Come molti altri della sua generazione, Rosa Rossi ha visto e sentito parecchie cose nel corso di viaggi lontani allo scopo di concedersi il diritto d’immaginare meglio e di più. In seguito ha appreso l’arte di formare immagini talmente bene da percepire il calore aromatico di ogni cosa anche stando lunghi periodi ferma nella stessa città; ed oggi, a cinquantadue anni, al posto di seguire itinerari convenzionali, di transitare continuamente in non-luoghi come gli aeroporti e le stazioni ferroviarie, di viaggiare tanto per arrivare, va a piedi. Viaggia per viaggiare. Camminare nella natura è diventata la sua vera passione; e le piace andare da sola.

E dire che negli ultimi anni si era lasciata tentare dalla vita sedentaria, la Rosa: insegnante, nubile e senza figli. Aveva preso l’abitudine di trascorrere il tempo libero a leggere, sdraiata sul divano, o a guardare la tivvù. Finché un giorno le dissero che aveva la pressione alta, la minima soprattutto, e il suo medico le prescrisse moderazione nel cibo, pochi grassi, niente sale, molto moto. Così ha iniziato a camminare, anche se dapprincipio aveva la sensazione che si trattasse di un’inutile perdita di tempo. Le sembrava impossibile che in una placida passeggiata ci si potesse imbattere in qualcosa di veramente interessante. Si annoiava; ma poi ha cambiato idea. All’improvviso le è venuto un gran desiderio di campagna, un bisogno quasi fisiologico di respirare a pieni polmoni e d’intenerirsi davanti ai fiori di campo e di scoprirsi più sicura accanto agli alberi.  

L’altro ieri durante una delle sue passeggiate - che giorno dopo giorno si fanno sempre più lunghe - Rosa Rossi s’è fermata a prendere fiato al Ronco Bolzino. La giornata era splendida e la campagna le sorrideva: i meli col germoglio formavano un vero e proprio tetto di fiori su tutta l’aia e spargevano in continuazione una neve di piccoli petali bianchi e rosa su una moltitudine di polli che zampettava sull’erba folta. Nell’angolo più ombroso del cortile una gatta dal lungo pelo fulvo depositava la preda appena catturata e uccisa, un passero, davanti ai suoi tre micetti per poi mangiarla in loro presenza. Verso sud una coppia guardava con interesse l’orologio dipinto sulla facciata dell’antica villa padronale chiacchierando fitto. La meridiana era cotta dal sole; a malapena s’intuivano quelli che un tempo dovevano essere stati disegni dai colori sgargianti, ma l’iscrizione impressa sul quadrante si leggeva ancora abbastanza bene, e diceva: al sol misuro i passi, all’uom la vita. Poche parole seminate da un seminatore ignoto. Semi, che favoriti delle tiepide ore pomeridiane già stavano crescendo e germogliando dentro il cuore dell’uomo e della donna inchiodati al terreno col naso all’insù.

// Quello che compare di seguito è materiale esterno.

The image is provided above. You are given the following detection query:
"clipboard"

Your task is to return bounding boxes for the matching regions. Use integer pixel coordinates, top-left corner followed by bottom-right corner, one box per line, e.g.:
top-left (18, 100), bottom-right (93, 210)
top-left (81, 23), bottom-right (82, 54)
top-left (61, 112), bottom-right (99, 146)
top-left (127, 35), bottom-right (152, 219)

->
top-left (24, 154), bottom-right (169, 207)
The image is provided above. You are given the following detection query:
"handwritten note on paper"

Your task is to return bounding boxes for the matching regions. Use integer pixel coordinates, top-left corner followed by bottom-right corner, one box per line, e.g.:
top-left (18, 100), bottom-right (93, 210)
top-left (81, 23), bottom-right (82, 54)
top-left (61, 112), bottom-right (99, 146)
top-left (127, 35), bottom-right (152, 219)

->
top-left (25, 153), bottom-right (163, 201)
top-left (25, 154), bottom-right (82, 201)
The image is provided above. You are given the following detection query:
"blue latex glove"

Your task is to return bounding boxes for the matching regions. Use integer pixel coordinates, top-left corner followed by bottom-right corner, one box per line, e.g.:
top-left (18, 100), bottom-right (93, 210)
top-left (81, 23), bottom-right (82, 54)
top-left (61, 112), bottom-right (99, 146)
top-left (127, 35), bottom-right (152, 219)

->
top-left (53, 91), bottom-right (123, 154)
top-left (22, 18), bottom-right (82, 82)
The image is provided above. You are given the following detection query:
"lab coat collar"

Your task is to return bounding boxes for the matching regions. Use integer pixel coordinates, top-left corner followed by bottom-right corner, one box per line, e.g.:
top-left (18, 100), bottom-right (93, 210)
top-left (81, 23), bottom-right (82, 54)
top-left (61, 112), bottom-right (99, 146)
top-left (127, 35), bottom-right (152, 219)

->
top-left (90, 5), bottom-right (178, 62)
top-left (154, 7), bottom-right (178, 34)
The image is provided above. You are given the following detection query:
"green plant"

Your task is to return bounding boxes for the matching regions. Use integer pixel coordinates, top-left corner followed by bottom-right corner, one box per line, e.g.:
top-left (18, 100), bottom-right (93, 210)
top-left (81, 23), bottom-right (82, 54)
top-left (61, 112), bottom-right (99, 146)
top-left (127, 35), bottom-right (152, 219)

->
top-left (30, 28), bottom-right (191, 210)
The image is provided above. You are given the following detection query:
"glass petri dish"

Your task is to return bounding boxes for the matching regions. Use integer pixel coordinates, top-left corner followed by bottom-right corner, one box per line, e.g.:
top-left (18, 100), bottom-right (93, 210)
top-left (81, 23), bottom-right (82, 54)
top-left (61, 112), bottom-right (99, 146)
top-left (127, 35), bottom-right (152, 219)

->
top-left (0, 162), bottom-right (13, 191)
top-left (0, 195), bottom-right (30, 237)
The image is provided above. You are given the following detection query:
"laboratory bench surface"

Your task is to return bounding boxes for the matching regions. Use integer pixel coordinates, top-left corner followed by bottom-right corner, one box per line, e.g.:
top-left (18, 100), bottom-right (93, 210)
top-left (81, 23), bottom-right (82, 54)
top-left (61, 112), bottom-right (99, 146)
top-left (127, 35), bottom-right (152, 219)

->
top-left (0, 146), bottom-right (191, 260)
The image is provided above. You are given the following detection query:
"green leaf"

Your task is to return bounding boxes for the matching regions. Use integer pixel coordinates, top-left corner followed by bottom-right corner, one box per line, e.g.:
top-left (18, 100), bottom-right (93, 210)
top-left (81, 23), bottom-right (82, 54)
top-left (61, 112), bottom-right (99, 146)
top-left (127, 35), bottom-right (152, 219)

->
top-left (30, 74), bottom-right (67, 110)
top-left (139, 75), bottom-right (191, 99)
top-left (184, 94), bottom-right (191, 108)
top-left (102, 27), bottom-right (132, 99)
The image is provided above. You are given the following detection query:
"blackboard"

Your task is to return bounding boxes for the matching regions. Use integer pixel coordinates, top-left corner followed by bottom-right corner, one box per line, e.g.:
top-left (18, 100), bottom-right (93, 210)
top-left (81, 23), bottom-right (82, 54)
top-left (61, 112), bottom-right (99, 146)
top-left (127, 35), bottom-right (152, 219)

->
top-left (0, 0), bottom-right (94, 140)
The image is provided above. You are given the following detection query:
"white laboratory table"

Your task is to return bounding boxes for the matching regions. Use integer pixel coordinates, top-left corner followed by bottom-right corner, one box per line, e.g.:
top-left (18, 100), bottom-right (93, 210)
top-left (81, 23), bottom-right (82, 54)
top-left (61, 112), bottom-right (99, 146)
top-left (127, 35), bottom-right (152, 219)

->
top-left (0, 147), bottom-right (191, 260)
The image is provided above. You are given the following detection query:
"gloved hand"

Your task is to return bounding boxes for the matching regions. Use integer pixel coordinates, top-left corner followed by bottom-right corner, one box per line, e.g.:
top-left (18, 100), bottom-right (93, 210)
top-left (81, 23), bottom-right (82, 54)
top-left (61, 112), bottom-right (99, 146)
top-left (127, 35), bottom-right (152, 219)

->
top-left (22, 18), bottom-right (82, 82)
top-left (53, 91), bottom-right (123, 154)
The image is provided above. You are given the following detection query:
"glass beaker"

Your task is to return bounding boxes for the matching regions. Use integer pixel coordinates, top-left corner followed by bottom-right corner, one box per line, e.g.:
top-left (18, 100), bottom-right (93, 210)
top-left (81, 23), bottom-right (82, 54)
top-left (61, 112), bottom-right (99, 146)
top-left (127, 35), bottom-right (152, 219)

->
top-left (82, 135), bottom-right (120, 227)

- Guarda bene; cosa vedi? –

- Vedo un’asta, dei numeri, le tracce di quello che dev’essere stato un festone dipinto. –

- E le parole? Le vedi, quelle? –

- Ah, si. Ci sono anche delle parole: al sol misuro i passi, all’uom la vita. –

- Le leggi come se non avessero alcuna importanza. –

- Perché, ne hanno una in particolare? –

- Certo. Perché credi che le abbiano messe lì, proprio in quel posto? Volevano che similmente al sole risplendessero per sempre di luce e s’irradiassero incessantemente in ogni direzione illuminando ogni cosa. Nonostante abbiano qualche secolo di vita e siano un po’ sbiadite, sono più che mai attuali. Parlano il linguaggio universale, che poi è quello dell’anima, il cui potere spontaneo è sconfinato. –

Rosa Rossi si guardò intorno lievemente spaesata. Per l’aria fresca di primavera corse un filo di vento; era già sera. Allora la prese la tristezza di dover tornare a casa, e per strada pensò e ripensò alla conversazione udita per caso. Proprio vero; l’autore delle parole impresse sulla meridiana voleva essere maestro, gettare un ponte tra la vibrante energia di una verità e l’eternità del tempo, desiderava rivelare qualcosa d’importante a qualcuno per far sì che altri potessero ricevere il dono, tesaurizzarlo e trasmetterlo, e l’ha fatto in quel modo.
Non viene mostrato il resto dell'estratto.